Les entreprises peuvent développer des processus formels pour examiner et approuver de nouvelles applications et de nouveaux outils d’IA, et pour proposer des formations et un soutien aux collaborateurs afin qu’ils puissent utiliser les outils d’IA en toute sécurité. Au lieu d’imposer une interdiction totale, qui s’avère souvent inefficace, les organisations devraient élaborer un plan stratégique pour l’utilisation sûre de ces applications. Un tel plan pourrait par exemple inclure la mise à disposition d’un modèle GPT privé interne à l’entreprise pour les collaborateurs au lieu d’utiliser des modèles publics.

L’expérience montre qu’un échange ouvert entre les collaborateurs, les services informatiques et les équipes de sécurité s’avère efficace pour déterminer quels outils d’IA sont utiles et bénéfiques pour l’entreprise et pour définir ensuite des mesures de protection contre les risques. Si une entreprise comprend les besoins de ses collaborateurs et de son activité, elle peut proposer des outils d’IA pertinents dans un cadre réglementé.

 «Les collaborateurs veulent utiliser des outils d’IA, que leur employeur les mette ou non à disposition. Cette Shadow AI comporte des risques, mais offre aussi des opportunités.»

Beni Eugster, Cloud Operation and Security Officer chez Swisscom

Quelles mesures techniques et organisationnelles les entreprises peuvent-elles prendre pour limiter le recours à la Shadow AI?

Des mesures techniques peuvent être mises en place comme solution pour identifier ou bloquer les outils d’IA non autorisés.
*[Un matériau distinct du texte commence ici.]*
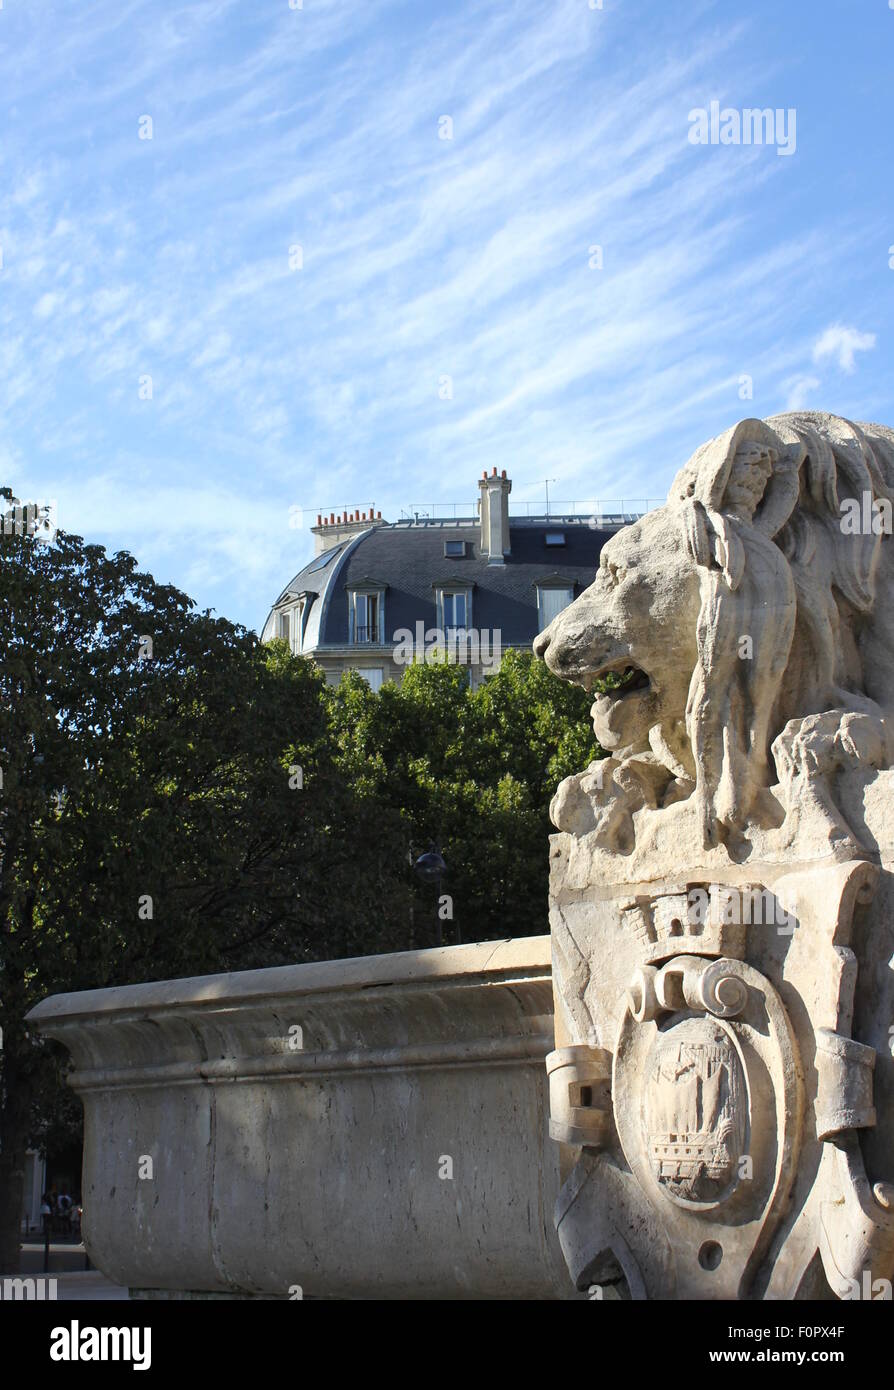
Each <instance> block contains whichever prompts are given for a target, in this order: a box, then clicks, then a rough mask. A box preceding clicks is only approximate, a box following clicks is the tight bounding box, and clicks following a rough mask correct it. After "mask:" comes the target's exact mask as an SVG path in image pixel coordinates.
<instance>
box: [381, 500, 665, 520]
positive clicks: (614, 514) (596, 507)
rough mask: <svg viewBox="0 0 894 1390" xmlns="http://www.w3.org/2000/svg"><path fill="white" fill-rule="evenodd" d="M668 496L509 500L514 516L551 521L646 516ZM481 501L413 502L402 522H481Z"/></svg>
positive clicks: (403, 511)
mask: <svg viewBox="0 0 894 1390" xmlns="http://www.w3.org/2000/svg"><path fill="white" fill-rule="evenodd" d="M665 500H666V499H665V498H612V499H608V498H587V499H583V500H581V499H577V500H574V502H562V500H560V499H556V500H555V502H553V500H552V498H551V500H549V506H546V503H545V502H513V500H512V498H510V499H509V516H510V517H546V518H549V520H551V521H553V520H556V521H558V520H560V518H562V517H581V518H588V517H609V516H613V517H619V516H642V514H644V513H645V512H653V510H655V507H662V506H663V505H665ZM477 517H478V503H477V502H412V503H410V506H409V507H407V509H403V510H402V512H400V516H399V517H398V521H449V520H453V521H460V520H462V521H477Z"/></svg>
Il existe par exemple des solutions comme les navigateurs sécurisés et les proxys réseau, ainsi que des solutions avec des propriétés SASE ou CASB. De tels outils s’occupent traditionnellement de thèmes tels que la Data Loss Prevention (DLP) et pourraient donc contribuer à garantir une utilisation sûre de l’IA. À cela s’ajoute une nouvelle génération d’outils qui se concentrent sur la Shadow AI et qui favorisent une utilisation sûre de ces outils.

Les mesures organisationnelles peuvent comprendre des directives et des procédures qui rendent obligatoires l’accord du service informatique pour utiliser de nouveaux outils d’IA et qui proposent des formations sur les risques liés au recours à la Shadow AI.

Comment la cybersécurité peut-elle suivre le rythme fulgurant des progrès dans le domaine de l’IA?

Les entreprises devraient investir le plus rapidement possible dans les nouvelles technologies de sécurité, organiser des formations à la sécurité de manière continue et mettre en place des directives et des procédures strictes pour une utilisation sûre de l’IA. Elles peuvent également embaucher ou former des experts en cybersécurité spécialisés dans les risques de sécurité liés à l’IA.

Je pense que nous avons encore beaucoup à faire. Et comme les technologies évoluent si rapidement, il est important de s’y intéresser de bonne heure et de se familiariser avec elles, par exemple dans le cadre de petits tests. Sur la base de ces tests, une entreprise pourra prendre de meilleures décisions pour une utilisation généralisée.

Beni Eugster

Beni Eugster est Cloud Operation and Security Officer au Swisscom Outpost dans la Silicon Valley. Il travaille sur le sujet de plus en plus critique de la sécurité de l’IA (AI Security) et teste de nouvelles solutions comme les outils de test d’intrusion automatique et les mécanismes de protection (guardrails) pour les modèles d’IA.